Could I get you 300's pairs to check whether I recover the model exactly?

gmftbyGMFTBY / RUBER-and-Bert-RUBER

Implementation of RUBER: An Unsupervised Method for Automatic Evaluation of Open-Domain Dialog Systems

29 stars 3 forks source link

Could I get you 300's pairs to check whether I recover the model exactly? #2

Open li3cmz opened 4 years ago

li3cmz commented 4 years ago

It maybe include sample_300.txt sample_300_tgt.txt and pred.txt.

Looking forward to your reply~

gmftbyGMFTBY commented 4 years ago

Yes, reproduce the performance of RUBER need the human annotation. But I'm sorry that I didn't save them. You can try to annotate the responses by yourself and check the correlation. In my work, I ask three students from BFS(Beijing Foreign School) to annotate the responses.

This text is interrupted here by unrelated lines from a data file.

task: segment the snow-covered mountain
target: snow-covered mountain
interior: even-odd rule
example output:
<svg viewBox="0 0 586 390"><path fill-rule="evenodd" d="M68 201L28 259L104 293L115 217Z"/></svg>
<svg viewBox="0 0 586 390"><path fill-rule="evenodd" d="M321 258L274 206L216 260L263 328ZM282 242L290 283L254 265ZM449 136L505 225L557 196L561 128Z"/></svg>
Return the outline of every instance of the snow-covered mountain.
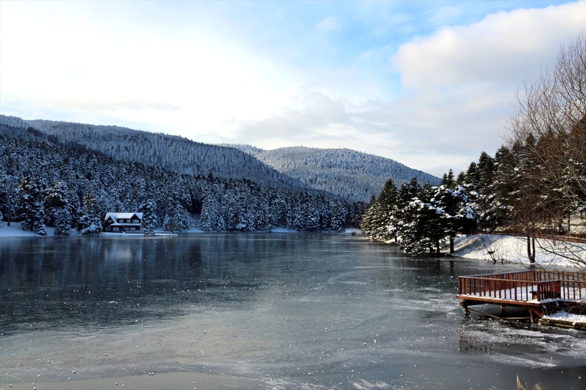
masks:
<svg viewBox="0 0 586 390"><path fill-rule="evenodd" d="M440 181L390 158L349 149L299 146L263 150L250 145L205 144L117 126L26 120L0 115L2 133L180 174L246 178L282 191L326 192L351 201L367 202L389 178L397 185L414 177L422 183Z"/></svg>
<svg viewBox="0 0 586 390"><path fill-rule="evenodd" d="M242 179L261 185L288 191L313 187L283 174L239 149L195 142L161 133L117 126L97 126L53 120L26 120L0 115L0 133L29 140L45 139L51 143L142 163L180 174L226 179ZM8 129L8 130L6 130ZM317 192L317 191L314 192Z"/></svg>
<svg viewBox="0 0 586 390"><path fill-rule="evenodd" d="M353 201L368 202L392 178L397 185L414 177L420 183L441 180L390 158L350 149L295 146L264 150L250 145L230 145L249 153L279 172Z"/></svg>

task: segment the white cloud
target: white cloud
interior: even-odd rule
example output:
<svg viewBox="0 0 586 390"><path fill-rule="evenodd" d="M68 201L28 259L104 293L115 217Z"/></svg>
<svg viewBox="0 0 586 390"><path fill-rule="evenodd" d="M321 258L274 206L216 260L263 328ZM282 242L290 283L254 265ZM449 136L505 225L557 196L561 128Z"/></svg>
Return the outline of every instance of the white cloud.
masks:
<svg viewBox="0 0 586 390"><path fill-rule="evenodd" d="M338 29L339 26L339 23L335 17L328 16L318 23L315 26L315 29L321 32L326 33Z"/></svg>
<svg viewBox="0 0 586 390"><path fill-rule="evenodd" d="M223 19L221 2L108 4L2 2L3 113L267 149L348 147L436 175L493 153L513 89L586 26L581 1L498 12L400 44L423 25L459 18L461 4L424 16L395 9L417 3L357 2L351 14L320 6L303 20L296 8L285 23L295 17L288 4L265 15L281 15L278 26L251 39L236 36L252 28L251 14Z"/></svg>
<svg viewBox="0 0 586 390"><path fill-rule="evenodd" d="M446 26L401 46L393 58L406 87L454 83L519 83L539 75L560 47L586 27L586 2L489 15L468 26Z"/></svg>

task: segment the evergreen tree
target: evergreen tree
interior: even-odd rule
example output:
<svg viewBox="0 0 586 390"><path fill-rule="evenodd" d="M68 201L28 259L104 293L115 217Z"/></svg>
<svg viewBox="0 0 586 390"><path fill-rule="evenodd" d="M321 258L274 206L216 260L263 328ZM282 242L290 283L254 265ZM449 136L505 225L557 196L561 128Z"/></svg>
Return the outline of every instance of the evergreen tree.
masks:
<svg viewBox="0 0 586 390"><path fill-rule="evenodd" d="M16 213L22 230L46 234L45 230L45 189L38 177L25 176L18 187Z"/></svg>
<svg viewBox="0 0 586 390"><path fill-rule="evenodd" d="M96 197L91 190L86 193L82 203L83 213L78 222L77 229L82 236L99 236L103 230L102 223L98 216L99 212Z"/></svg>
<svg viewBox="0 0 586 390"><path fill-rule="evenodd" d="M154 229L158 226L156 208L156 202L152 199L147 199L139 209L142 213L143 226L146 230Z"/></svg>

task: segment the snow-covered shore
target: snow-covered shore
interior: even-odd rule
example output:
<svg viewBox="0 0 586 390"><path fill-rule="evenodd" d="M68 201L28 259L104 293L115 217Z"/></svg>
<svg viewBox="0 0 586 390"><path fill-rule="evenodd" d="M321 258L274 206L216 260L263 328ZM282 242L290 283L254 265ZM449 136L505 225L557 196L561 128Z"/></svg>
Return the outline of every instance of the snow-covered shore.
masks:
<svg viewBox="0 0 586 390"><path fill-rule="evenodd" d="M4 222L2 226L0 226L0 238L2 239L8 239L8 238L16 238L19 237L53 237L55 235L54 228L46 227L45 228L45 230L47 231L46 236L41 236L38 234L34 232L31 232L30 230L23 230L21 228L20 222L11 222L10 226L8 226L6 222ZM166 232L163 229L162 227L158 227L155 229L155 232L158 234L163 234ZM192 227L188 230L186 230L185 233L205 233L203 230L197 229L196 227ZM69 236L80 236L81 233L76 230L75 229L72 230L70 233ZM137 234L137 236L141 236L141 234ZM112 237L113 236L121 236L125 237L131 236L131 234L127 234L125 233L103 233L103 236L105 237Z"/></svg>
<svg viewBox="0 0 586 390"><path fill-rule="evenodd" d="M454 256L466 258L520 263L529 264L527 241L524 237L497 234L475 234L462 236L454 241ZM548 249L550 250L548 251ZM578 260L571 261L559 254L553 254L551 250L565 253L568 257ZM489 252L492 251L490 254ZM580 267L586 264L586 244L571 243L564 244L551 240L537 239L535 244L535 263L543 268L550 267Z"/></svg>

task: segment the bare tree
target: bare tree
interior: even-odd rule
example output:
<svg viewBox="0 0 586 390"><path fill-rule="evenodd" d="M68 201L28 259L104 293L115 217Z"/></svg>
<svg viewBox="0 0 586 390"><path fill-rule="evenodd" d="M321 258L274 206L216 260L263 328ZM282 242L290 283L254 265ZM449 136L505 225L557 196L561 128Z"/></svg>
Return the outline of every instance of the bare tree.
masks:
<svg viewBox="0 0 586 390"><path fill-rule="evenodd" d="M563 45L539 79L524 82L515 106L507 141L522 145L524 163L530 165L521 174L515 215L532 260L530 241L540 233L564 234L565 218L570 233L572 215L586 209L586 34ZM579 245L556 240L541 246L586 268Z"/></svg>

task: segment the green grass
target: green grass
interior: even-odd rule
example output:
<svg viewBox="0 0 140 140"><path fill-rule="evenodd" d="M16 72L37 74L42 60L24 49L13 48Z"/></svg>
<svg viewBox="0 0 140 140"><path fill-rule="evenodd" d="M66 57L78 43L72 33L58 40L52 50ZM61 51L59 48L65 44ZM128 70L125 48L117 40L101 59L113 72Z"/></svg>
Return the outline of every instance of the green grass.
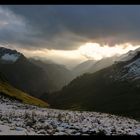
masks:
<svg viewBox="0 0 140 140"><path fill-rule="evenodd" d="M20 100L22 101L22 103L25 104L31 104L39 107L49 107L48 103L14 88L13 86L7 84L6 82L0 81L0 92L17 100Z"/></svg>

But I can give you some suggestions:

The BERT-RUBER is much better than other automatic evaluation such as BLEU and ROUGE
Correlation under 0.2 is questionable
During the training, make sure the Acc of the dev and test dataset is higher than 0.6 at least
RUBER's performance is very unstable (I attribute this issue to the Bi-GRU. Replacing the RNN with the BERT embedding will be much better. So I recommand you to use the BERT-RUBER instead of the RUBER).

li3cmz commented 4 years ago

Have you trird on any other dataset? And theirs correlation are higher than 0.2?

gmftbyGMFTBY commented 4 years ago

Yes, I tried BERT-RUBER on four benchmarks that I mentioned before. The correlations with human judgments are around 0.4 which are much better than BLEU, ROUGE, Greedy Matching.

gmftbyGMFTBY commented 4 years ago

Actually, you can try 100 samples to check the performance (100 or 300 samples are all appropriate). I'm so sorry that I didn't save the logs of the annotations.

li3cmz commented 4 years ago

Get it！ Thank you for your help!

gmftbyGMFTBY commented 4 years ago

Okay, feel free to raise the issues when you are in trouble in this project. 😄

gmftbyGMFTBY commented 4 years ago

Oh, I forget something. 0.4 correlation maybe not very precise. Due to the difference among the datasets, the performance of the RUBER or BERT-RUBER are not very stable, and this is the reason that I try to run 10 times and set the final performance as the averaged results.

Actually, you can just simply compare the performance with the word-overlap-based and embedding-based metrics. (BLEU, ROUGE, METEOR, BERTScore and so on. I will push a new commit that contains the other baseline metrics in a few days).

If the performance of BERT-RUBER is much better than them (around 10% correlation improvement, I guess), you can make sure that you reproduce this learning-based metric.

li3cmz commented 4 years ago

ok. Thanks for detail answers. And have you ever tried trained on dailydialog and directly test on other dataset? How about its performance?

li3cmz commented 4 years ago

And the context can only be one speaker?

gmftbyGMFTBY commented 4 years ago

I didn't verify the performance of transfer learning which is shown in RUBER. I will verify this aspect in the future. Actually, I think this experiment is not very essential. If the pretrained score model is released, I think the effectiveness will be proven.
You want to make sure that the learning-based metrics can be applied to multi-turn or multi-party dialogue systems. I think it is very easy. You only need to find a good strategy for encoding the conversation context and I think BERT is still useful.
- Simply feed all the conversation context into the BERT and obtain the sentence embeddings.
- Feed the utterances in the conversation context to obtain each embedding, then add them up.